Ideally, in my opinion, the best way to get started without all of the legal wrangling, charitable paperwork, non-profit status hoopla would be for a bunch of us to form an advocacy/awareness group. I see there are a lot of guys here with IT and web hosting backgrounds. That puts at a big advantage.
An advocacy group should have a mission statement, and our website must have a FAQ section about PVPS, make reference to ALL PVPS statistics from the AUA, CUA, NHS and include various research papers, and of course a little tidbit about "Why does my local vasectomist say 1 in 1000 or why haven't I heard about this?"
Again, as an advocacy group, we don't have to worry about tax issues, etc, and we can have a North American chapter and perhaps a UK chapter (a lot of UK PVPS guys here).
PVPS victims could contact the website with their informed consent documentation and we can notify the urologist/hospital/GP/guy with kitchen scissors about their bad outcome and include an information sheet about the true prevalence of PVPS. Although there are HIPAA requirements, we can always get around this by only using patient initials or only including date of surgery, something to that effect.
Another thing that an advocacy group can do is file a brief as an Amicus curiae https://en.wikipedia.org/wiki/Amicus_curiae basically an intervener in lawsuit to educate the Court with information in a potential PVPS lawsuit or medical board hearing.
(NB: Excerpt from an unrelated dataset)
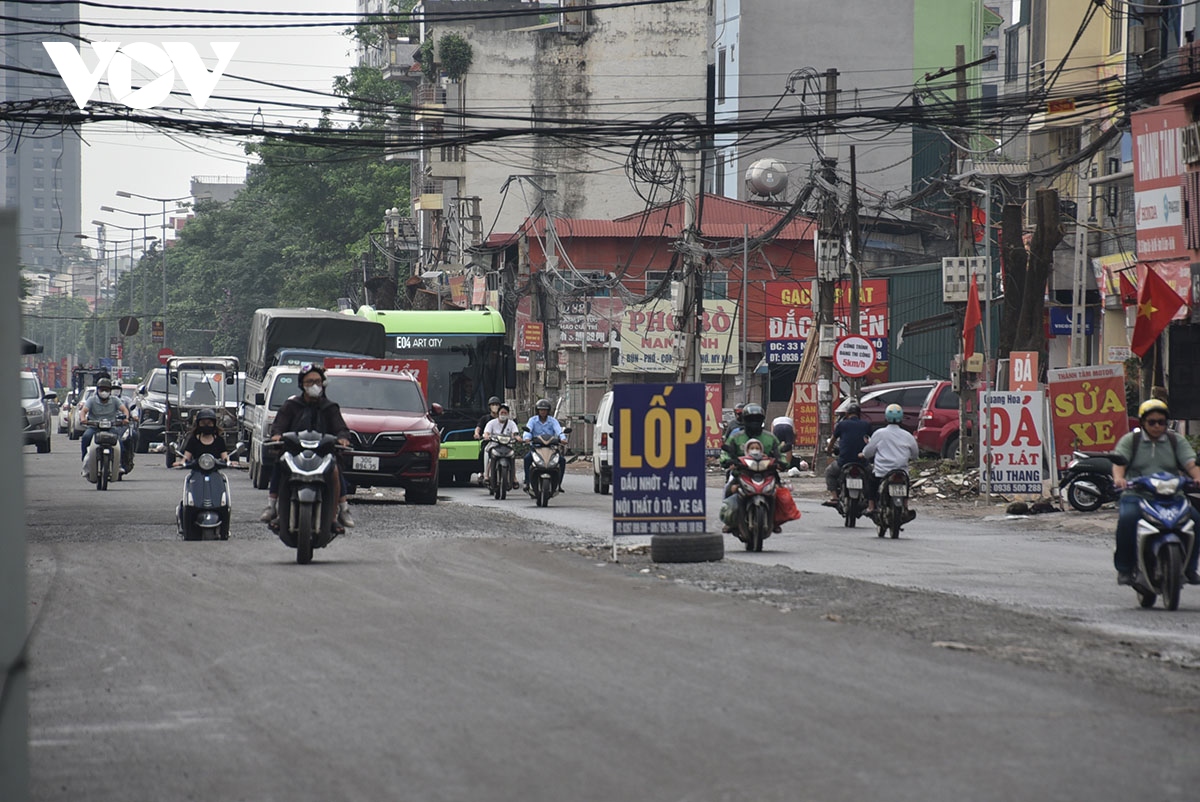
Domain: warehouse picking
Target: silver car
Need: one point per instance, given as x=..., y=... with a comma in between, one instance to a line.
x=36, y=416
This is commonly done by advocacy groups in other matters and can really make an impact. We can do this too. It doesn't mean we need a lawyer to do this.
I like this site and really appreciate what @Victor has done for us, but we need an organized webpage all about PVPS, with research papers, treatment, and a FAQ section. Prostatitis.org has an info section and homepage, so does pudendalhope, so does post finasteride foundation. We need this too.
I'd be happy to chip in with some other guys here and buy a domain name to start this. I don't know much about web hosting and HTML, but it sounds like there are a lot of guys in here that do.
PM me if you're interested - we need to bring more legitimacy and awareness to PVPS sufferers.